Our goal with every project is to generate as much renewable energy as we can while conserving resources wherever possible. With public incentives and competitive pricing, achieving these results does not have to come at a premium. In fact, sustainable features can reduce costs over the long run by improving efficiency and reducing operating expenses. And there is growing demand for these forward-looking projects. This demand creates multigenerational returns through increased rents and reduced vacancy over many decades by differentiating a project in the market.

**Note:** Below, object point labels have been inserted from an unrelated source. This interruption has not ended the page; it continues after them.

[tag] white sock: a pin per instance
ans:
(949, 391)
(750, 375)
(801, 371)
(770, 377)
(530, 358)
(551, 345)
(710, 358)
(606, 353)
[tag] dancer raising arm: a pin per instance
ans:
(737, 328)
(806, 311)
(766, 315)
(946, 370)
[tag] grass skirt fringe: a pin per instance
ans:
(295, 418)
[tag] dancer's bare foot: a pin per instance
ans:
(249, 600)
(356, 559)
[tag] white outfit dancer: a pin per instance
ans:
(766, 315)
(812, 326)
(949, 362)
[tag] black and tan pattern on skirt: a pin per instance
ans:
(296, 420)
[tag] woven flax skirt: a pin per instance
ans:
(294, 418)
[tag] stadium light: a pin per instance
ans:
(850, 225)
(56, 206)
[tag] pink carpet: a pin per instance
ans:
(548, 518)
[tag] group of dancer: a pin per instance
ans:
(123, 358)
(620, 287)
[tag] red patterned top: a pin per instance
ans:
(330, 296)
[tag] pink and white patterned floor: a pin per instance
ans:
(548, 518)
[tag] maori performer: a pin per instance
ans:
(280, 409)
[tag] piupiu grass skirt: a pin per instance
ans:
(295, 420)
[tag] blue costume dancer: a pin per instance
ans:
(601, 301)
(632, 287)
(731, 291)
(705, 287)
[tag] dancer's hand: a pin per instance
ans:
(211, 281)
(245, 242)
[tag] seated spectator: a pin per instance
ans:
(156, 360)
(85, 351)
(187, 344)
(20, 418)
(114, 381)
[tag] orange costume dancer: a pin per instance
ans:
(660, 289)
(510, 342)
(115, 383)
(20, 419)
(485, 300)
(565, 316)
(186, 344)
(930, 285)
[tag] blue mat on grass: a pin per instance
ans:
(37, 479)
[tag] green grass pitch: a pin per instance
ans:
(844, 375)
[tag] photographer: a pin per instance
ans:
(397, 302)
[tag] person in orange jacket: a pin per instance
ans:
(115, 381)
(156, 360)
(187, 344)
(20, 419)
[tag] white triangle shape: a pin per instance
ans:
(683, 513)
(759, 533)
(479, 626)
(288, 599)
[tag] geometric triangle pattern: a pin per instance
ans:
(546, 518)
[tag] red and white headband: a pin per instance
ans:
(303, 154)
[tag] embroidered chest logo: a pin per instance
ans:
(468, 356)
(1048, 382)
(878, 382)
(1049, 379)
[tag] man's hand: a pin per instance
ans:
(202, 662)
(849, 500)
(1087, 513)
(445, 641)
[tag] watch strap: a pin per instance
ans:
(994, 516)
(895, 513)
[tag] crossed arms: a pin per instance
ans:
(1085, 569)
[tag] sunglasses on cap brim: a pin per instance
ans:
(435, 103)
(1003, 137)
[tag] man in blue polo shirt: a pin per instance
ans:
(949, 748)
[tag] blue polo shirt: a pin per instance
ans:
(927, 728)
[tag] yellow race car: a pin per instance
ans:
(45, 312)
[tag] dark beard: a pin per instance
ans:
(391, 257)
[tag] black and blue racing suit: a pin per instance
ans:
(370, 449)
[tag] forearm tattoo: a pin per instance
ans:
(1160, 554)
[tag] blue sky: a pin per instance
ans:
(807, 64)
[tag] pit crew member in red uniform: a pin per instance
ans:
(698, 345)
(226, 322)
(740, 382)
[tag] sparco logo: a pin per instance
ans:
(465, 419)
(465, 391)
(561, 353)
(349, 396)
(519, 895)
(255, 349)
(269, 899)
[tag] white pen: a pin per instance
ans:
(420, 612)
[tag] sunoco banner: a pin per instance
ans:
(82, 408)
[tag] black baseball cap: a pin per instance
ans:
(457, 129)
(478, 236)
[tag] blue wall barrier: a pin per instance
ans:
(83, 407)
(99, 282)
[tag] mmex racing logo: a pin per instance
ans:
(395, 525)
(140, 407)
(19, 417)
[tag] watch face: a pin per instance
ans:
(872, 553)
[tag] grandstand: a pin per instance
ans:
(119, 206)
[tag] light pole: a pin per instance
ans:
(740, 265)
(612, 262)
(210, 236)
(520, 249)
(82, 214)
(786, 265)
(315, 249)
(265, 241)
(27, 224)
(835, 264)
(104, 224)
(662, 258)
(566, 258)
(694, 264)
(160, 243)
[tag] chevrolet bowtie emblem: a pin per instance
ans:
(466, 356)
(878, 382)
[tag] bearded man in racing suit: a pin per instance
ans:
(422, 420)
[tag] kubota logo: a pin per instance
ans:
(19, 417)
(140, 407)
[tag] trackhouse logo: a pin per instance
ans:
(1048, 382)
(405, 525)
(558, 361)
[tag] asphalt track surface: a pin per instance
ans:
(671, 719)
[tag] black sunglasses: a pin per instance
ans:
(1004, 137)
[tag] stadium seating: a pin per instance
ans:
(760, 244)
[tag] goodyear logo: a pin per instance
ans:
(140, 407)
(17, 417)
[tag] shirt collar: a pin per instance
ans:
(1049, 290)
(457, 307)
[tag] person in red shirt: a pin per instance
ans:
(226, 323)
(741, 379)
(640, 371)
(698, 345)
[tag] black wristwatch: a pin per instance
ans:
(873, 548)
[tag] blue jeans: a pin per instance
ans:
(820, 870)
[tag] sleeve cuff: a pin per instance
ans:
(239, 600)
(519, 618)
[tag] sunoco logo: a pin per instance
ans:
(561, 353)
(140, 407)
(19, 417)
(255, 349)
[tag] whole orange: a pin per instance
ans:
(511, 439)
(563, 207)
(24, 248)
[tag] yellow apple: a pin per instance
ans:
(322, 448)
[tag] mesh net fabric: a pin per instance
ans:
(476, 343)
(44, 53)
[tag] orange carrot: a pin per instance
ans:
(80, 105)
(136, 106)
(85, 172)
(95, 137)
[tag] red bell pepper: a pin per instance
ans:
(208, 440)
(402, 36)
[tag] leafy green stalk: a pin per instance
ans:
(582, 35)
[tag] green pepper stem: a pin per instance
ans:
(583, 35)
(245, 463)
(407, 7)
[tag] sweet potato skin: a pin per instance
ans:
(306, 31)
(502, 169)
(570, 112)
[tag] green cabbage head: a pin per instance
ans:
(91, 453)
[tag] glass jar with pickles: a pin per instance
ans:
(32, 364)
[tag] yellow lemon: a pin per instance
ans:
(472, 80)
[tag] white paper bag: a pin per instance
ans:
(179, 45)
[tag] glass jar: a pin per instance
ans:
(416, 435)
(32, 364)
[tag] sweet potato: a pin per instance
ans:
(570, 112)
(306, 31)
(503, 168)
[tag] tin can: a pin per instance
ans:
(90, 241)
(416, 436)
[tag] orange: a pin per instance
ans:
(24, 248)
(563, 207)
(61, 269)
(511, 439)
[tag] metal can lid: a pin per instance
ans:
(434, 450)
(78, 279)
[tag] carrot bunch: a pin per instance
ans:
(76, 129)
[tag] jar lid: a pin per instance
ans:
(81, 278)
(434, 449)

“For hundreds of years, we have mined resources from our planet with little to no consideration for the vibrancy of life. Our focus is on shifting toward a regenerative model. Sustainability is not enough. Our primary goal is to develop projects that generate more energy than we use, that rebuild soil, that filter and purify rainwater, while creating new jobs and infusing investment into the communities where we work.”
Founder and CEO
West Village is a residential neighborhood located adjacent to the core campus of the University of California, Davis. This 1,980-unit student and faculty housing campus is the largest net-zero energy community in the United States. The sustainable design of the campus reduces reliance on cars, limits energy consumption, enables energy production, and contributes to a healthy environment. A network of open spaces, parks, gardens, pathways, and courtyards provides the attributes and character of traditional biophilic design. The $400 million project was made possible by an innovative public-private partnership; it is supported with nearly $7.5 million in federal and state grants to study net-zero energy systems. Energy-efficiency measures have reduced projected energy demand by approximately 50 percent compared to current building-code requirements. Renewable energy will meet the remaining energy needs on an annual basis. For residents, down-to-earth design meets advanced technology with web and smartphone applications for monitoring energy use and saving electricity.